综上两例,cursor定义后的DML对于FETCH来说是不可见的,甚至在SESSION B删除掉的数据SESSION A的CURSOR还是能够看到的,因此with hold正如PostgreSQL所说,这部分数据已经被保持到内存或临时文件了。

SESSION B:  
digoal=> delete from tbl_user;  
DELETE 20  
  
SESSION A:  
digoal=> fetch first from cur_test;  
 id | firstname | lastname |   corp   | age   
----+-----------+----------+----------+-----  
  1 | zhou      | digoal   | sky-mobi |  27  
(1 row)  
  
digoal=> fetch 20 from cur_test;  
 id | firstname | lastname |   corp   | age   
----+-----------+----------+----------+-----  
  2 | zhou      | digoal   | sky-mobi |  27  
  3 | zhou      | digoal   | sky-mobi |  27  
  4 | zhou      | digoal   | sky-mobi |  27  
  5 | zhou      | digoal   | sky-mobi |  27  
  6 | zhou      | digoal   | sky-mobi |  27  
  7 | zhou      | digoal   | sky-mobi |  27  
  8 | zhou      | digoal   | sky-mobi |  27  
  9 | zhou      | digoal   | sky-mobi |  27  
 10 | zhou      | digoal   | sky-mobi |  27  
(9 rows)  

SCROLL 指明该指针可以被往前也可以倒退FETCH数据。

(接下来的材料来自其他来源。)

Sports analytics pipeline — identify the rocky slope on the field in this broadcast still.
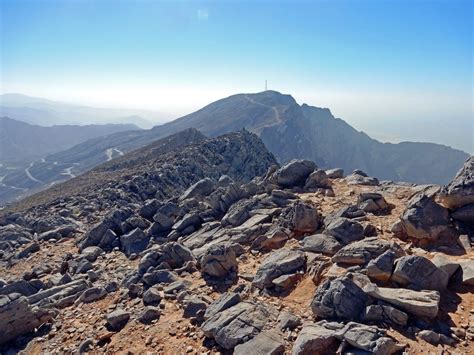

( 默认情况下不指定scroll或no scroll , PostgreSQL是这么说的The default is to allow scrolling in some cases; this is not the same as specifying SCROLL. )

WITH HOLD WITHOUT HOLD 默认值为WITHOUT HOLD, 使用WITH HOLD将CURSOR的使用范围扩大到SESSION级别,WITHOUT HOLD是TRANSACTION级别,另外一个区别是,WITH HOLD将消耗更多的资源(内存或临时文件)来保持数据。

示例:

往TBL_USER插入更多数据,让它大起来,看看内存占用情况

SESSION A:  
digoal=> insert into tbl_user select generate_series(0,9999999),'zhou','digoal','sky-mobi',27;  
INSERT 0 10000000  
digoal=> select pg_relation_size('tbl_user')/1024;  
 ?column?   
----------  
   588240  
(1 row)  
  
SESSION B:  
postgres@db-172-16-3-39-> psql -h 172.16.3.33 digoal digoal  
Password for user digoal:   
psql (9.0.2)  
Type "help" for help.  
digoal=>   

HOST A:

查看SESSION B内存占用情况

postgres@db-172-16-3-33-> ps -eo pid,user,pmem,rssize,cmd --sort rssize|grep 172.16.3.39  
11676 postgres  0.0  3508 postgres: digoal digoal 172.16.3.39(34514) idle   
3508KB  
  
SESSION B:  
digoal=> declare cur_test scroll cursor with hold for select * from tbl_user;  
DECLARE CURSOR  

HOST A:

查看SESSION B内存占用情况

 postgres@db-172-16-3-33-> ps -eo pid,user,pmem,rssize,cmd --sort rssize|grep 172.16.3.39  
11676 postgres  4.9 709332 postgres: digoal digoal 172.16.3.39(34514) idle    
709332KB  

内存占用比表的大小588240KB略大,和存取结构有关系。

WITH HOLD的CURSOR何时被释放,1. 断开SESSION,2. 定义该CURSOR的事务被ABORT。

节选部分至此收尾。